Before doing a land acknowledgement, please read this piece by Debbie Reese, "Are You Planning to do a Land Acknowledgement."

Listen to some Indigenous land acknowledgements.

Tribal Land Acknowledgement - When I do a tribal land acknowledgement, I vary it each time, depending on where I am and what is going on in the community or news. My nation is not from this area, so I still have a lot of learning to do!  It's really important for each of us to do our own research and then, if it makes sense, talk about the process. As Indigenous people gain more power and recognition, they are contacting organizations who are then updating their maps and resources. Once we learn more, we can do better.


Here are some resources:

 

WHAT?

 

WHY (& WHAT)?

 

WHERE?

  • Native Land App (It's a starting point. Input Your Address to find the original people on the land, it's updating all the time so check back frequently)

  • Tribal Nations Maps, a source of hard copy maps that identify the traditional lands of Tribes in North and South America and the Caribbean

  • Smithsonian's digital archive of treaties made between the United States and Indigenous Tribes.

 

IT'S NOT ENOUGH

 
Then make it your own and challenge others to go on their own journey.

 


Here's one of mine:  
(After a Taino-Arawak greeting and acknowledgment of ancestry). 

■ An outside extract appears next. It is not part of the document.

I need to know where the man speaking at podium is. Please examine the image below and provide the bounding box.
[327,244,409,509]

These are the ancestral homelands and traditional territories of indigenous people who are still here, fighting for human rights, land, and survival of their culture. We need to continue to build our own relationships with these communities in the context of a desire for healing and solidarity. This country would not exist in its modern form if it were not for the free enslaved labor of African and Indigenous people. It would not be what it is without the past and present contributions of its indigenous people. For example: trading and hunting paths became highways, engineered crops become part of the triangular trade system that built the economy, and political confederacy systems became the model for a representative democracy. I want to honor the legacy and lives of the people who have been taking care of this land for thousands of years.

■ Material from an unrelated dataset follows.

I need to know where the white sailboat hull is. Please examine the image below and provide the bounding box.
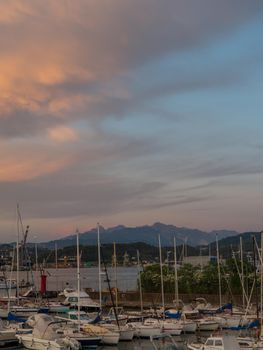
[101,332,120,345]
[17,335,67,350]
[197,321,219,331]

I challenge us all to un-erase First Nations People by naming the Indigenous people of every place in the U.S we are talking about when we mention a location. For example, when we say where we are born, where we went to school, and where we traveled. This includes naming nations as we study U.S. history, citing authors of novels and where they are from, and the list goes on. 

So, for example, one summer I spent time in the land of the Northern Cheyenne, Crow, Mound Builders, and Choctaw. You may know these locations as Wyoming, Montana, and Missouri. Today, I want to acknowledge that my nation is from the Caribbean, but I have grown up here and been embraced by the tribal nations of this land which include the Massachusett, Wampanoag, and Nipmuc, among others. Many nations have traveled through this land, but the Massachusett have always been here, specially in this place they called Shawmut and you call Boston.

Because I now live on another tribal nation’s land, I want to thank them. I am currently speaking to you from land that was a Praying village named Shawshin, and the region is commonly known today for the Shawsheen River. The originally caretakers are the Pennacook confederacy/ and currently it is the Wamesit descendants. They were the first to make homes, raise families, plant gardens, find medicine, and many other firsts that go unrecognized.

I would also like to acknowledge that the violence perpetrated on the original caretakers, which has continued to this day, now includes many groups, including people who were taken from their own lands in Africa. I stand in solidarity with the fundamental belief that Black Lives Matter and also ask that we all utilize whatever privilege we have to serve all those who continue to be at the margins and deserve their full human dignity.

I know an acknowledgement of tribal lands will never make up for the destruction perpetrated towards the original people of this land who were once 100% of this country’s population and have been reduced to 2% through many means, including physical and cultural genocide. I challenge listeners to discover the Indigenous history of the place where you are living.